A bstract : The “considerations” addressed in this section consist of a number of thought‐provoking issues and unresolved questions that emerge from the papers in this volume. The evidence for tamoxifen carcinogenicity in animal models and, to a more restricted extent, in humans has led some investigators to question whether SERMs are ready or appropriate for clinical testing—specifically, in a disease prevention setting involving healthy but high‐risk individuals. There is, however, inconsistency in both efficacy and toxicity—specifically, carcinogenicity—between animal models and humans, leading others to question the value of basing the decision to proceed with clinical studies on preclinical results in animals. Although the molecular basis for SERM action is rapidly being clarified, the cellular activity of these agents is still elusive. We discuss the view that the efficacy of tamoxifen in breast cancer is based on its treatment of “occult cancers,” or small collections of cancer cells that are not clinically apparent, not only in the context of prevention but also in the treatment setting. As part of our approach that assumes estrogen activity to be the foundation upon which SERM development is being modeled, we discuss the inconsistency between the epidemiologic data and prospective randomized data with respect to the relationship between estrogen use and cardiovascular disease. The need to validate surrogate markers of SERM action is discussed in relation to bone but is clearly relevant to all disease sites. The semantics used in describing SERM action as agonistic or antagonistic in relation to estrogen at various target sites has been inconsistent, especially in the clinical context.
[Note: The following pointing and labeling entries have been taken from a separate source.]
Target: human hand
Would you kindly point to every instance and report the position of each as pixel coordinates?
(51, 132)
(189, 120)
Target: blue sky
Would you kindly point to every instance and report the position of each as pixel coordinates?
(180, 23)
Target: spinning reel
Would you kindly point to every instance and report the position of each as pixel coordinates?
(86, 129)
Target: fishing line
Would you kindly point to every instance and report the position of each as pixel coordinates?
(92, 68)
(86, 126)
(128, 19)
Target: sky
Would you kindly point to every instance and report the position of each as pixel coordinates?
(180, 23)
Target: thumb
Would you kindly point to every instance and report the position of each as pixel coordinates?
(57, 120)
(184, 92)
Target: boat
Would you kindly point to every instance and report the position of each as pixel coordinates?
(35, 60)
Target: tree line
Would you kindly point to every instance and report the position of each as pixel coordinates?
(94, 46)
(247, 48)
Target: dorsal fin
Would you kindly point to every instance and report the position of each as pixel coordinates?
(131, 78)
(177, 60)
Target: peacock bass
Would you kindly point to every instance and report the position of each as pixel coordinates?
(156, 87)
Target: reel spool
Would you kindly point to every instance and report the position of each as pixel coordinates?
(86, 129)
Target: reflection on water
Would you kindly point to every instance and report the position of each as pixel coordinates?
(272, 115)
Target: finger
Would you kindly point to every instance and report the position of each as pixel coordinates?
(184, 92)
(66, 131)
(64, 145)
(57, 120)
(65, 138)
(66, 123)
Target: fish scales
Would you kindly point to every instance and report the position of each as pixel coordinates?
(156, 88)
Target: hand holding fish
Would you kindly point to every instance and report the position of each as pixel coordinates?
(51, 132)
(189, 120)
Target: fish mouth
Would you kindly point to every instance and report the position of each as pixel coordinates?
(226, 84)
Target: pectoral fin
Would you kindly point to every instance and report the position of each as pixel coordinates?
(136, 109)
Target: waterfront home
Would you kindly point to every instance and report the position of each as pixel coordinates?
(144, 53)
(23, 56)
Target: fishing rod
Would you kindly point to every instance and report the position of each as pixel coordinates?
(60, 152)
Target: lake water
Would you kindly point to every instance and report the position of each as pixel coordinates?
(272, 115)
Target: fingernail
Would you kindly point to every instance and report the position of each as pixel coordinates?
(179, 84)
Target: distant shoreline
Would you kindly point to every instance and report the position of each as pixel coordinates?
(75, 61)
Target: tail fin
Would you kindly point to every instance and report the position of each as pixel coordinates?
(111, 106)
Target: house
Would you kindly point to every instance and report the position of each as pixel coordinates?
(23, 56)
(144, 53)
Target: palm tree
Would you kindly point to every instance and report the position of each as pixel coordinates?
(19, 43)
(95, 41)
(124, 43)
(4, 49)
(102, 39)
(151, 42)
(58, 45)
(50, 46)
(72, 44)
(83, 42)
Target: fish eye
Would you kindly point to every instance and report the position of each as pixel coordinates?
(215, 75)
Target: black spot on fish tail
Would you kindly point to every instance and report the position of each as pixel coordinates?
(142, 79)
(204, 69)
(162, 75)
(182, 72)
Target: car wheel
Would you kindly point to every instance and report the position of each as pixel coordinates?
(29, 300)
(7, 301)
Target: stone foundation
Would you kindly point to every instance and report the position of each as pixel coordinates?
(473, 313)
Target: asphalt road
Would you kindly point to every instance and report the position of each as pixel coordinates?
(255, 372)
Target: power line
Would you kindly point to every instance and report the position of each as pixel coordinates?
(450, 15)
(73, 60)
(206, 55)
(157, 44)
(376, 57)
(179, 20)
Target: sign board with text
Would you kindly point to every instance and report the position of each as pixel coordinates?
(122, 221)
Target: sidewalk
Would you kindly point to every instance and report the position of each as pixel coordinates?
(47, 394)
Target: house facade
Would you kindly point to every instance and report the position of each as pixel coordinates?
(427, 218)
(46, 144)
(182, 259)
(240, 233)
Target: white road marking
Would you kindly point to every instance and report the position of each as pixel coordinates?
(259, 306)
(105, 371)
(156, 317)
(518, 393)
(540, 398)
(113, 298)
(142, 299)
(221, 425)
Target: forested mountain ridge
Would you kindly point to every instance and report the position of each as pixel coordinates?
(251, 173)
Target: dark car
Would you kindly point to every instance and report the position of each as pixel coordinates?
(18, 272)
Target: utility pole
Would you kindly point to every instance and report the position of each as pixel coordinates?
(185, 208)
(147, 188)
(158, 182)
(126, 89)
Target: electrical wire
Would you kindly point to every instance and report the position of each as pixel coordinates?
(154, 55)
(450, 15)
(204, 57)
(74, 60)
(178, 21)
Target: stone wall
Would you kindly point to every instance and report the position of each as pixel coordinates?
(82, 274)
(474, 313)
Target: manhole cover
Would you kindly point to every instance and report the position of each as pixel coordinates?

We attempt to dissect out some of the inconsistencies in semantics in the hope that this will contribute to improved communication of data resulting from SERM research. In the clinical arena, we begin with the premise that the large, simple randomized trial offers the optimal design for the testing of SERMs. In view of limited resources, however, we counter this position with alternative, if less desirable, approaches to the clinical format for SERM testing. Finally, we explore the process by which statistically meaningful results from clinical trials are extrapolated into the specific drug indications that apply to clinical practice.